Hans merkt dat dit ook doorwerkt in hoe jongeren geld beheren. “Ze geven het liever uit aan ervaringen en leuke dingen, wat oké is. Maar als het financieel even tegenzit, lijken ze te denken dat het vanzelf goedkomt of dat iemand anders de boel voor hen regelt.”

Hans denkt dat dit de samenleving in een lastige situatie brengt. “We willen dat jongeren flexibel zijn en niet aan een baan vastgekluisterd zitten. Maar zodra er problemen zijn zoals bij pensioen of werkzekerheid, komt dat als een verrassing. Vrijheid heeft zijn prijs.”

Volgens Hans is het noodzakelijk dat jongeren deze consequenties begrijpen. “Mijn vrijheid was beperkt, maar dat betaalde ik voor zekerheid. Nu kiezen veel jongeren voor vrijheid, niet beseffende dat dat zekerheid uitsluit.”

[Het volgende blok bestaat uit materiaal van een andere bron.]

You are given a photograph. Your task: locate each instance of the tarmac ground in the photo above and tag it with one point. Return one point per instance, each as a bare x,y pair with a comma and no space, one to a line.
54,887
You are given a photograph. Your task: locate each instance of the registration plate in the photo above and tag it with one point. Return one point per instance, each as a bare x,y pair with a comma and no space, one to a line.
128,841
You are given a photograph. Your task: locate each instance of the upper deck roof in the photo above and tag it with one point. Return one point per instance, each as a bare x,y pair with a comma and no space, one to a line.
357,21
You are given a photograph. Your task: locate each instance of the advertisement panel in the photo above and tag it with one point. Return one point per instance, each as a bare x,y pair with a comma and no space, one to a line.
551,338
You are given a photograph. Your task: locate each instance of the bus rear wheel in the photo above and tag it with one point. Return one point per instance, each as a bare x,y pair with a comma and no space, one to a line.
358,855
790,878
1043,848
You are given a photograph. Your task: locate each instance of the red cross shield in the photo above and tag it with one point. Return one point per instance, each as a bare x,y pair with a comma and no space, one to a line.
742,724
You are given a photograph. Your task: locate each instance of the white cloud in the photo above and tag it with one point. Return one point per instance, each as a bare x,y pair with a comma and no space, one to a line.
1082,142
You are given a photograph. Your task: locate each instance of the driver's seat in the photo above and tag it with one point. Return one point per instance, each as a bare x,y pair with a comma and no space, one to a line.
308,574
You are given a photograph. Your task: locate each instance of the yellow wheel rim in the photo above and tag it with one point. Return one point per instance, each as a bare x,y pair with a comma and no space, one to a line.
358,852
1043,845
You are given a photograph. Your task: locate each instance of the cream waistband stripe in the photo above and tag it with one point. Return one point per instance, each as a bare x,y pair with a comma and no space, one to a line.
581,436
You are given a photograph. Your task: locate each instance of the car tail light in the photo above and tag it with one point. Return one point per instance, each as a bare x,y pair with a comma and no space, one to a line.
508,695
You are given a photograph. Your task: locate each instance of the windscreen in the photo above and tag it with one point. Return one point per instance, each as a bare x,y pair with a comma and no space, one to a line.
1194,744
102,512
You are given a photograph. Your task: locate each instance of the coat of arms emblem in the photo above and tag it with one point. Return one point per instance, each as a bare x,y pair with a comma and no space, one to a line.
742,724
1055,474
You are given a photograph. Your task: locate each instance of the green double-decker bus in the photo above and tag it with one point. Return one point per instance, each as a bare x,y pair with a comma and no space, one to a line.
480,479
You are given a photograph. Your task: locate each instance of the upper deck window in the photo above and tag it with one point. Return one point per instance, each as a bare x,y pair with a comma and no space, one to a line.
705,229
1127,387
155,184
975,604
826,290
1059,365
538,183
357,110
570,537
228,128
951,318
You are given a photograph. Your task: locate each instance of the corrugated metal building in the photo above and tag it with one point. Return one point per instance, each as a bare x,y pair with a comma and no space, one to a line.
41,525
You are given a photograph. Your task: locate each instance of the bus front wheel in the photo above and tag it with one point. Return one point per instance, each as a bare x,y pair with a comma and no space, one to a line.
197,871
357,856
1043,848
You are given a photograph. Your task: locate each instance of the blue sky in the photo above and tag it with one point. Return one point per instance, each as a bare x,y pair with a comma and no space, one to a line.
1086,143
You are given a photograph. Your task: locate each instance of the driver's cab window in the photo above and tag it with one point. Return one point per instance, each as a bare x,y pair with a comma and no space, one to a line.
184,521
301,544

Hij vindt dat er een nieuw evenwicht moet worden gevonden tussen werk en zekerheid. “Het moet helder worden dat flexibiliteit niet automatisch dezelfde voordelen biedt,” zegt Hans. Essentieel is dat mensen verantwoordelijkheid nemen voor hun keuzes en er niet van uitgaan dat werkgevers of de overheid alles maar regelen.

Hans praat soms met jongeren die gedesillusioneerd zijn over hun financiën, vooral wat betreft pensioen of het kopen van een huis. “Ik snap dat dat moeilijk is,” zegt hij, “maar vrijheid houdt in dat je zelf voor die dingen moet zorgen.”

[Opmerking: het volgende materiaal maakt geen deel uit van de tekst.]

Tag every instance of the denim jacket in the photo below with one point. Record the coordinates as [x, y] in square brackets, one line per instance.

Vroeger kreeg je een pensioen bij langdurige werkafstand bij een bedrijf. Nu lijken jongeren overal flexibiliteit na te streven. Dat is begrijpelijk, maar daarmee vervallen de zekerheden van vroeger. Hans hoopt dat jongere generaties het belang van planning gaan zien en bereid zijn offers te brengen, net zoals hij. “Zekerheid vereist inspanning,” voegt hij eraan toe, “en moet je stap voor stap opbouwen.”